# Red-Black



## redondoaveb (Jan 16, 2011)

Just received part of my Red-Black build group :thumbsup:


----------



## Math's (Jun 25, 2011)

they should have made that color a long time ago, nice stuff


----------



## firemanj92 (May 17, 2010)

Math's said:


> they should have made that color a long time ago, nice stuff


very nice!!


----------



## asad137 (Jul 29, 2009)

Sexy.


----------



## redondoaveb (Jan 16, 2011)

Yeah, I really like the look of the black chainrings. I wish they made a clamp on Force front derailleur in black


----------



## Dogo X (Jul 17, 2011)

Hey, I'm new to the sport and building my S_Works Roubaix OSBB actually I love this group set but don't know how to buy it!>>>

Any suggestion?

Thanks in advance.


----------



## redondoaveb (Jan 16, 2011)

Dogo X said:


> Hey, I'm new to the sport and building my S_Works Roubaix OSBB actually I love this group set but don't know how to buy it!>>>
> 
> Any suggestion?
> 
> Thanks in advance.


I bought my parts on Ebay in pieces.
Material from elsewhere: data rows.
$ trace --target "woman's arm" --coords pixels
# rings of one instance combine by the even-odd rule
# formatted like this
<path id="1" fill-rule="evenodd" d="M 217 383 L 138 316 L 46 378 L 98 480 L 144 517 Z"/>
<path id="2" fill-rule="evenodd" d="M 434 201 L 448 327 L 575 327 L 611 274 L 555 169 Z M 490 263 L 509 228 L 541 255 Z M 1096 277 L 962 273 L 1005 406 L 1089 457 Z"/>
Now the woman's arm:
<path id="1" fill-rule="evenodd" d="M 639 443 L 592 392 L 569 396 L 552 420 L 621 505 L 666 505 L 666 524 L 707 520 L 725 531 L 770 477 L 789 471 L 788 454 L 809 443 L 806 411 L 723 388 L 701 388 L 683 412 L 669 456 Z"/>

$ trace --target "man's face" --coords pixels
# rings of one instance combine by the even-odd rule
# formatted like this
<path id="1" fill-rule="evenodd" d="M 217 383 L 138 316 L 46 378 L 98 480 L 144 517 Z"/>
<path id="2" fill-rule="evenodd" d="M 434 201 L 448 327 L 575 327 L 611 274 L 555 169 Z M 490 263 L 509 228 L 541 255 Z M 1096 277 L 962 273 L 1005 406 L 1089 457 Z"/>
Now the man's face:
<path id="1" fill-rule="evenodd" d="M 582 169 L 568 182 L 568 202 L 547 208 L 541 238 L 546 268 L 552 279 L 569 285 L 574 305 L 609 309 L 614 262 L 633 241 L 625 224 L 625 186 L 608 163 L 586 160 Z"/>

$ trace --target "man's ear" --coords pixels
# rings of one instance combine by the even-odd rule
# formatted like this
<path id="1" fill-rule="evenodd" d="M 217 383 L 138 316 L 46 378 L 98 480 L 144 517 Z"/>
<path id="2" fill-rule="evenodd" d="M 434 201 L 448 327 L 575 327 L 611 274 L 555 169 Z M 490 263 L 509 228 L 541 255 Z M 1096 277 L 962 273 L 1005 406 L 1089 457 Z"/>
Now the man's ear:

Didn't need the whole group and got good prices on individual parts.


----------



## redondoaveb (Jan 16, 2011)

Just got my bike back with Red/Black installed. It's amazing how much better Red works than Apex.


----------



## tober1 (Feb 6, 2009)

Cross-chainer  

Nice ride!


----------



## redondoaveb (Jan 16, 2011)

tober1 said:


> Cross-chainer
> 
> Nice ride!


I used to be a closet cross chainer. I guess with the pics it's out in the open now. :blush2:

Thanks for the compliment!


----------



## MarvinK (Feb 12, 2002)

It's not technically cross chained... was your Apex short or medium cage?


----------



## redondoaveb (Jan 16, 2011)

MarvinK said:


> It's not technically cross chained... was your Apex short or medium cage?


Apex was short cage. Also, can't believe how much shorter the throw is on the Red levers compared to Apex. Love this set up.


----------



## breezer69 (Jul 15, 2011)

very nice


----------



## red elvis (Sep 9, 2010)

i agree. they look so nice. :thumbsup:


----------



## MarvinK (Feb 12, 2002)

I'm sort of missing the old-style Red... not really a fan of black. Wish they did a white theme--rather than push that on their lowest-end parts.


----------



## jason07 (Jul 26, 2010)

Here is SRAM Red Black on my new 2012 Roubaix.

It looks great on the white!


----------